On December 18, 2023, co-counsel for the environmental coalition, Wally Taylor of Cedars Rapids, Iowa, and Terry Lodge of Toledo, Ohio, submitted their PETITIONERS’ REPLY IN SUPPORT OF PETITION FOR LEAVE TO INTERVENE AGAINST PALISADES EXEMPTION.

Also on December 18, 2023, the NRC Secretary issued the Commission’s Order on the matter.

(In a closely related matter, on December 15, 2023, environmental coalition counsel Wally Taylor wrote NRC, objecting to Holtec’s application for a license transfer as premature. The Secretary of the NRC Commission responded on January 3, 2024.)

If approved, Holtec’s bogus exemption request above (in truth, it is a License Amendment Request, LAR) merely greases the skids for much more to follow, all in Holtec’s bid to undo Entergy’s permanent shutdown of Palisades in May-June 2022. On December 8, 2023, for example, NRC approved Holtec’s LAR, to undo the ending of emergency response preparedness. But emergency preparedness should never have ended in the first place, given the large amount of highly radioactive waste stored on-site, from which a catastrophe could be unleashed on any given day, under the right (wrong!) circumstances.
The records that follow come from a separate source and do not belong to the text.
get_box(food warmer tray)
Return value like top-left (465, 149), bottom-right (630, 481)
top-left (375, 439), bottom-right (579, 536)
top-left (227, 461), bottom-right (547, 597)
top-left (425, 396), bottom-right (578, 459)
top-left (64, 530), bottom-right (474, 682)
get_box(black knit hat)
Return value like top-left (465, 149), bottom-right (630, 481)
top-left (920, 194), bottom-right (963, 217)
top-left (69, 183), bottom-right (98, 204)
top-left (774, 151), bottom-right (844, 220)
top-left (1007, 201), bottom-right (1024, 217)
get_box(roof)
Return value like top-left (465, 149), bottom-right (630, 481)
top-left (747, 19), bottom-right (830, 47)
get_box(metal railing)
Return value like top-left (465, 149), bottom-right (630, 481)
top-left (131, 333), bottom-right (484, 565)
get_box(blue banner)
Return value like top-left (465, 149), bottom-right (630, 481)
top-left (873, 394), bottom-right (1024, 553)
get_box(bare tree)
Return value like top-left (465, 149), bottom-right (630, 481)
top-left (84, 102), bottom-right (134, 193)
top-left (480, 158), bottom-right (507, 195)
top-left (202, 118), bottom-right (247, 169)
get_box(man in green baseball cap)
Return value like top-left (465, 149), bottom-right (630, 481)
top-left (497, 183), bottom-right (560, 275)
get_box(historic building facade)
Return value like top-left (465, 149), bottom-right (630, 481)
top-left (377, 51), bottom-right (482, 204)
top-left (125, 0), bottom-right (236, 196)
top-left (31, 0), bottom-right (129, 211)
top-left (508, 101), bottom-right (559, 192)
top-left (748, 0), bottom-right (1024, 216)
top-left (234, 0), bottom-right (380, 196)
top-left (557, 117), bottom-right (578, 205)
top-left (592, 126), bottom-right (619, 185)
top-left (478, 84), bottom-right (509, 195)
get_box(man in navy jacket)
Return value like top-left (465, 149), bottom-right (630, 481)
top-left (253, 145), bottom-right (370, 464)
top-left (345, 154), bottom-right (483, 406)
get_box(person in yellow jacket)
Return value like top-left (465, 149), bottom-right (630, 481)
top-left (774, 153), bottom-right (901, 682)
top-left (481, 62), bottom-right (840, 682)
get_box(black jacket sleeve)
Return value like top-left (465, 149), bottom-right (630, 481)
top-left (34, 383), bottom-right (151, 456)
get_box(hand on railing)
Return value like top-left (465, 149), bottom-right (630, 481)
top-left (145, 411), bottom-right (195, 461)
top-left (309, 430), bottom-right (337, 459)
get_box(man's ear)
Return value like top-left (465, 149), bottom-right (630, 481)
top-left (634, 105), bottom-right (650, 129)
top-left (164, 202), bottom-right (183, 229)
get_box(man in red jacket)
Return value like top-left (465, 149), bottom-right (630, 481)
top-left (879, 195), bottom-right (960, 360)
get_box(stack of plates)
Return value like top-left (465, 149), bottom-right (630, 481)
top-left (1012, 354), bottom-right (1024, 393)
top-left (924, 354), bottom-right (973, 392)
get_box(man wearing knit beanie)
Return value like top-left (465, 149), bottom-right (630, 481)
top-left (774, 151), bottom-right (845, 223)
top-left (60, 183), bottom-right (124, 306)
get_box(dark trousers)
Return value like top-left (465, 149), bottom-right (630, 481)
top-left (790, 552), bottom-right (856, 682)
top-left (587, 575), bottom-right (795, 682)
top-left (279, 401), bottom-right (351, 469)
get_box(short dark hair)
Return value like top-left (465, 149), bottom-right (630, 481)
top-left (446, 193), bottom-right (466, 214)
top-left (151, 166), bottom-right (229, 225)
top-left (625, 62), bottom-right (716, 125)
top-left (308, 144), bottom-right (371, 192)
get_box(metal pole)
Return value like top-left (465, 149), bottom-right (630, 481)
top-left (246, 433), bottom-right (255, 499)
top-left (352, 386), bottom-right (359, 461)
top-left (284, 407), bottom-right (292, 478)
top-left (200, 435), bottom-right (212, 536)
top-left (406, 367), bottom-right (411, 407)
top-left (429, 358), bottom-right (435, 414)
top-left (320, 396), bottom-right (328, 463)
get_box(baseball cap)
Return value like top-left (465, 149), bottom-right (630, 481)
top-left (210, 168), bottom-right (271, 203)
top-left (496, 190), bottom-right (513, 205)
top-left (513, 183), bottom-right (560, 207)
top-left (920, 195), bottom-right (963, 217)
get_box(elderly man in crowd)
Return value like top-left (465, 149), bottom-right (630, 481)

Holtec has already begun requesting multiple LARs, including to transfer ownership of Palisades from Holtec Decommissioning International, to a brand new reactor operations Limited Liability Corporation (LLC), to further shield the mothership company from any liability for the unprecedented, astronomically expensive (for the public, with nearly $4.5 billion in federal and state taxpayer bailouts requested, and counting), and extremely high-risk zombie reactor restart scheme.

Beyond Nuclear and its allies will continue to resist all this, as well as Holtec’s proposed Small Modular Reactor (SMR) new builds at the Palisades site. Holtec has requested another $7.4 billion in SMR bailouts from the U.S. Department of Energy. The breakdown phase risks at the old zombie reactor, and the break-in phase risks at the SMR new builds, would represent both extremes of the risk spectrum, on the same small (432-acre) site, perched on the edge of Lake Michigan.

The partial core meltdown at Fermi Unit 1 in Monroe County, Michigan (October 5, 1966), the 50% core meltdown at Three Mile Island Unit 2 near Harrisburg, Pennsylvania (March 28, 1979), and Chornobyl Unit 4’s explosion and fire in Ukraine (April 26, 1986) are a few examples of break-in phase risks at brand new reactors.

And, like at Fukushima Daiichi in Japan in March 2011, domino-effect multiple reactor meltdowns could occur at the crowded-with-risk Palisades site that Holtec envisions. Holtec has never operated a reactor, nor has it ever restarted a closed reactor — no company has.